Pressions américaines sur l’approvisionnement en pétrole
Parallèlement aux déclarations diplomatiques, M. Trump a multiplié les menaces publiques. Depuis son domaine de Mar‑a‑Lago en Floride, il a affirmé que les États‑Unis avaient engagé des discussions avec « les plus hautes autorités » cubaines et qu’il espérait « conclure un accord » avec l’île.
Plus gravement, l’exécutif américain a qualifié Cuba de « menace inhabituelle et extraordinaire » pour la sécurité nationale, et Trump a averti qu’il imposerait des tarifs supplémentaires aux pays qui continueraient à fournir du pétrole à Cuba. Ce type de pression vise notamment les fournisseurs régionaux qui soutiennent l’île.
Le rôle du Mexique et les craintes d’une rupture d’approvisionnement
Le Mexique est l’un des principaux fournisseurs de pétrole à Cuba et a jusqu’ici refusé d’interrompre les livraisons pour des raisons humanitaires. Toutefois, la perspective de représailles commerciales ou tarifaires de la part des États‑Unis a suscité des inquiétudes à Mexico et au‑delà.

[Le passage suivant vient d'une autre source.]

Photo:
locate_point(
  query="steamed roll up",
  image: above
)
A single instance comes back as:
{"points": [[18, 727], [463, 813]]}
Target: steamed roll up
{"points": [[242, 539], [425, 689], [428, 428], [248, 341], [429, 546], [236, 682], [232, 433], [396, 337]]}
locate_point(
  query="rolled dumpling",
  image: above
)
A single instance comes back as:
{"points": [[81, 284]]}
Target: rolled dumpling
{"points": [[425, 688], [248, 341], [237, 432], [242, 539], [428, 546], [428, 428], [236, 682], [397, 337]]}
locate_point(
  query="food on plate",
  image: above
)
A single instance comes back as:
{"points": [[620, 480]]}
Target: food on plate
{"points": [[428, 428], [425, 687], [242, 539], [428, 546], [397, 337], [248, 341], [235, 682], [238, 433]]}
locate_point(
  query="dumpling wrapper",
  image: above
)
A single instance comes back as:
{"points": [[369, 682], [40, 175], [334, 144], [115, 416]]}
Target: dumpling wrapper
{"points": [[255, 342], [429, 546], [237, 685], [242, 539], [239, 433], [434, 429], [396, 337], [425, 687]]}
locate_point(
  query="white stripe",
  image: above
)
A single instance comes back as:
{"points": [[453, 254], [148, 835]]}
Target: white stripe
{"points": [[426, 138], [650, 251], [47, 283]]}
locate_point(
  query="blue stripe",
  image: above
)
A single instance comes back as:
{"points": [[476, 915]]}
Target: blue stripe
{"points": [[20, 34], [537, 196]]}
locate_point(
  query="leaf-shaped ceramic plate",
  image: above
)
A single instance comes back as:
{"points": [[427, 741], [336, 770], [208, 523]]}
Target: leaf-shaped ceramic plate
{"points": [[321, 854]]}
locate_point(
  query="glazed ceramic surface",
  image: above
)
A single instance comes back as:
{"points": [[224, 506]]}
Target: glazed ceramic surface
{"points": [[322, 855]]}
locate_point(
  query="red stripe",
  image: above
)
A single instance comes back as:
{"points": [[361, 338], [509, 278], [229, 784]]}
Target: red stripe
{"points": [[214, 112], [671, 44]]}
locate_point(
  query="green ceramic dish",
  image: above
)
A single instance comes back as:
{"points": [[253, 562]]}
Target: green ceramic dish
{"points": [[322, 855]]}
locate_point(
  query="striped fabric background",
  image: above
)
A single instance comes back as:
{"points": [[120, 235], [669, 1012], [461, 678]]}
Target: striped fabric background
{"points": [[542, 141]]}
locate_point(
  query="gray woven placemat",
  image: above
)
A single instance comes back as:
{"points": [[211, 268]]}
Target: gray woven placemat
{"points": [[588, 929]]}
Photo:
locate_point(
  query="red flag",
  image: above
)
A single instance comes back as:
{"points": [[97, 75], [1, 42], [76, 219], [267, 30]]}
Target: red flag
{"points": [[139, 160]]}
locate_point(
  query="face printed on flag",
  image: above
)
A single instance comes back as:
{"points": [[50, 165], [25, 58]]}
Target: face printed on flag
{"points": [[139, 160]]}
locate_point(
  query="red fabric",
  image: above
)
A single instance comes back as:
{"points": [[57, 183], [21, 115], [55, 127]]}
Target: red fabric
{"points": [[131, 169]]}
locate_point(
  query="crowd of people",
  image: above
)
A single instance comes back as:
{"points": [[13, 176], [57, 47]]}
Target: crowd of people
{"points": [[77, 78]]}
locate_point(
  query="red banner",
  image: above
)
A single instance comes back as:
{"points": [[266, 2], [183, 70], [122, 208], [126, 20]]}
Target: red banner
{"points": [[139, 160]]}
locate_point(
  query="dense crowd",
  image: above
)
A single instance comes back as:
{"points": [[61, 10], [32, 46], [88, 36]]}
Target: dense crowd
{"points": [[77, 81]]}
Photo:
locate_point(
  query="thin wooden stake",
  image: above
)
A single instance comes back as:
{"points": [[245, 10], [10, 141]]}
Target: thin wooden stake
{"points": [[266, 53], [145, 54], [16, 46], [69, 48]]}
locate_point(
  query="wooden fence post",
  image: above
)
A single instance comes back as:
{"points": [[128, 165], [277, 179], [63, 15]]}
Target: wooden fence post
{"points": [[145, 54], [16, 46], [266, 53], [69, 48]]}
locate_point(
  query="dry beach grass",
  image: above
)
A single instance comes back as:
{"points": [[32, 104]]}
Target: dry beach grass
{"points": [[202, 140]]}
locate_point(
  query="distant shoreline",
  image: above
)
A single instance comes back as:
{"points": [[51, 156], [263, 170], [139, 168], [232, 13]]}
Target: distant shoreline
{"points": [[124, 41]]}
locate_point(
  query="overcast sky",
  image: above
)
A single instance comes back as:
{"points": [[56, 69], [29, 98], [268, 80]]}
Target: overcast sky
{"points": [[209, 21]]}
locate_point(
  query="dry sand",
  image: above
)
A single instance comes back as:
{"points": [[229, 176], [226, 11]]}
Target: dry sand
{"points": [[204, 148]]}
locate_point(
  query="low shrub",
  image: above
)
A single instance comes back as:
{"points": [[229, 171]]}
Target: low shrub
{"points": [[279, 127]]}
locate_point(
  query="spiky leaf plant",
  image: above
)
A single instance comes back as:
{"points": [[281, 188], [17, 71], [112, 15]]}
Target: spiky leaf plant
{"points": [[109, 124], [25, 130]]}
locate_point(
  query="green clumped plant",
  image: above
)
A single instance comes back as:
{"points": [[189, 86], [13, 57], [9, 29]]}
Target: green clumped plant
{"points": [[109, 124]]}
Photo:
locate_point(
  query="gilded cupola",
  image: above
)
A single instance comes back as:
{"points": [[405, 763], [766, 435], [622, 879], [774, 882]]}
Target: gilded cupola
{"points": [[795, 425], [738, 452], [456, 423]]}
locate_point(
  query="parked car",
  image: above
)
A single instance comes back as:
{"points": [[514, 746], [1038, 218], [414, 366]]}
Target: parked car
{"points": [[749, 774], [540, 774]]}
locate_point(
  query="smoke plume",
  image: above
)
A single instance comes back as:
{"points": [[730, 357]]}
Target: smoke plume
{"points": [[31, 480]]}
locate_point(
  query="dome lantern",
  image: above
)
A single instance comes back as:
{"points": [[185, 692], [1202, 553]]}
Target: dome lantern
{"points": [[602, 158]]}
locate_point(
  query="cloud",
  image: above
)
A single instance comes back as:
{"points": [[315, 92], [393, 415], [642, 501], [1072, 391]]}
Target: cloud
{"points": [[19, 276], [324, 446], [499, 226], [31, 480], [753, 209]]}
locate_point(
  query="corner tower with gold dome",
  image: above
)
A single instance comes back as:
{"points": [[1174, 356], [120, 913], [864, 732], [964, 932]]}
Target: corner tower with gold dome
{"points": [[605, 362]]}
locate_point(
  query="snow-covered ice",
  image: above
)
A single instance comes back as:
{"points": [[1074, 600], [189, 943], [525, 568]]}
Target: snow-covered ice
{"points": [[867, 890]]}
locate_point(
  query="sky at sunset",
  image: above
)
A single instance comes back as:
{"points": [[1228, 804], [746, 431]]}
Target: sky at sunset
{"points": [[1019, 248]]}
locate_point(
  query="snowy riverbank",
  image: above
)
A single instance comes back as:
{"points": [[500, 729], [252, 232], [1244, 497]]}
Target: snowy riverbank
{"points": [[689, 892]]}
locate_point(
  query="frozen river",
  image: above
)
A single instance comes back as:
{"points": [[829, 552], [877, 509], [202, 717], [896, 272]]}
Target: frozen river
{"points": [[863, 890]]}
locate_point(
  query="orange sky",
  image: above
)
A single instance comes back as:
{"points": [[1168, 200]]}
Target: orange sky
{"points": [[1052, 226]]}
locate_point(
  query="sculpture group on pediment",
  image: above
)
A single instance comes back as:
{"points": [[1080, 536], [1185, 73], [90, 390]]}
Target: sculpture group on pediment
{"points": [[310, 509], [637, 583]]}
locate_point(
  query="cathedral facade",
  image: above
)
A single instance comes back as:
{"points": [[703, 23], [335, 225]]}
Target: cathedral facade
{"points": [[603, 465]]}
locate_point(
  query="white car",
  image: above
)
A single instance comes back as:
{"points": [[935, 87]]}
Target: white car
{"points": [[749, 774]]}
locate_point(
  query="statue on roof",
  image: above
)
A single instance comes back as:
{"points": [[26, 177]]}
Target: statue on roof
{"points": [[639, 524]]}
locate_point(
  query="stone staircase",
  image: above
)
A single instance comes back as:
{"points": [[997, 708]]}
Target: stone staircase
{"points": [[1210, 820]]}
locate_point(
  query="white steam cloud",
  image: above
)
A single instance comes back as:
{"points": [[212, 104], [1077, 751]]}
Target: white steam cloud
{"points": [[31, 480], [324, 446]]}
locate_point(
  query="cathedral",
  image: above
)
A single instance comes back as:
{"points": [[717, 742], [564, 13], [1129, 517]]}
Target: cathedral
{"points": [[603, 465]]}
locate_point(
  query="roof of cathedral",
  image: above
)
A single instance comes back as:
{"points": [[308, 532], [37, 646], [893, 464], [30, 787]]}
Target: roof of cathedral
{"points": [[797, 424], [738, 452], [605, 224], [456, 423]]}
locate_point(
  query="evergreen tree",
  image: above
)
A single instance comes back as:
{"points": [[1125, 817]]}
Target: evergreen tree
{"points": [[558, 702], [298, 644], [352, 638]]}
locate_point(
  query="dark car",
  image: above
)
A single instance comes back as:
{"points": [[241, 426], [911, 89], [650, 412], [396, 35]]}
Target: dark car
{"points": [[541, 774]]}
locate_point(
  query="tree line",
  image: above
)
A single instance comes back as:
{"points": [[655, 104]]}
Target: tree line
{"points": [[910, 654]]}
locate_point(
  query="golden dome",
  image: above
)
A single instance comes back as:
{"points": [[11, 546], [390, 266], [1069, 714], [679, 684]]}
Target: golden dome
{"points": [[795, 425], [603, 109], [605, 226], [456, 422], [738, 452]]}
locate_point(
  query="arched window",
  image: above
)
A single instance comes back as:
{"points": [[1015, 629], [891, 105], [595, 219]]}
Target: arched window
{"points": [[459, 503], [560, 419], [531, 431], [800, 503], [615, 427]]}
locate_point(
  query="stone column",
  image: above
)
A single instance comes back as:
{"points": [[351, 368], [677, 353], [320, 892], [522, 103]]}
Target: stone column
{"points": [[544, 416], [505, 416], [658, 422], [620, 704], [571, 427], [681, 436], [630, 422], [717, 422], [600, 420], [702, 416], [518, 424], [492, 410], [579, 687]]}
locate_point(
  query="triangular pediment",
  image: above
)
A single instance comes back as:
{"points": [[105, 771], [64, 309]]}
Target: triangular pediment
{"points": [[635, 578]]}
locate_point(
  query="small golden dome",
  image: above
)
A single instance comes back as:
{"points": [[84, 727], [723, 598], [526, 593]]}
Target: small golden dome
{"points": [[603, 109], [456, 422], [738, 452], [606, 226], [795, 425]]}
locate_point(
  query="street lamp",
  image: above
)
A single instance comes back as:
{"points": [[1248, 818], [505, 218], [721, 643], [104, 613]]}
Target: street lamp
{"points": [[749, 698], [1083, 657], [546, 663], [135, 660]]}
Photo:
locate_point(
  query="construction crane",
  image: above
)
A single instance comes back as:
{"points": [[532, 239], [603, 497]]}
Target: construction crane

En face, Washington a indiqué vouloir empêcher la plupart des flux de carburant vers Cuba, y compris ceux en provenance du Venezuela, allié historique de l’île. Depuis peu, ces mesures contribuent à aggraver la crise énergétique cubaine, provoquant des pénuries de carburant, des hausses du coût des denrées et des coupures d’électricité de plusieurs heures.
Riposte et avertissements de La Havane
Selon de Cossio, la tentative de contraindre tous les pays à cesser de fournir du carburant à Cuba est vouée à l’échec. « Les États‑Unis tentent de forcer chaque pays du monde à ne pas fournir de carburant à Cuba. Cela peut‑il être soutenu à long terme ? » a‑t‑il déclaré, estimant que ces pressions pourraient se retourner contre leurs initiateurs.
Par ailleurs, les autorités cubaines ont vivement dénoncé les actions américaines, qu’elles jugent destinées à étrangler économiquement l’île. Après des décennies de sanctions, la récente montée en intensité des mesures américaines a contribué à polariser davantage la situation et à mettre en lumière les risques humanitaires liés à une rupture d’approvisionnement en énergie.
Enjeux et perspectives
Alors que la possibilité d’un « dialogue Cuba États‑Unis » ressort pour la première fois de façon publique depuis la brusque montée des tensions, la portée réelle de ces contacts reste incertaine. Le succès de toute conversation dépendra d’abord de la capacité des deux parties à définir des sujets échangeables sans franchir les lignes rouges de l’autre.
En attendant, la pression sur les fournisseurs de pétrole et les conséquences économiques sur l’île continueront de peser sur la population cubaine, rendant cruciales les décisions prises par les gouvernements impliqués dans les semaines à venir.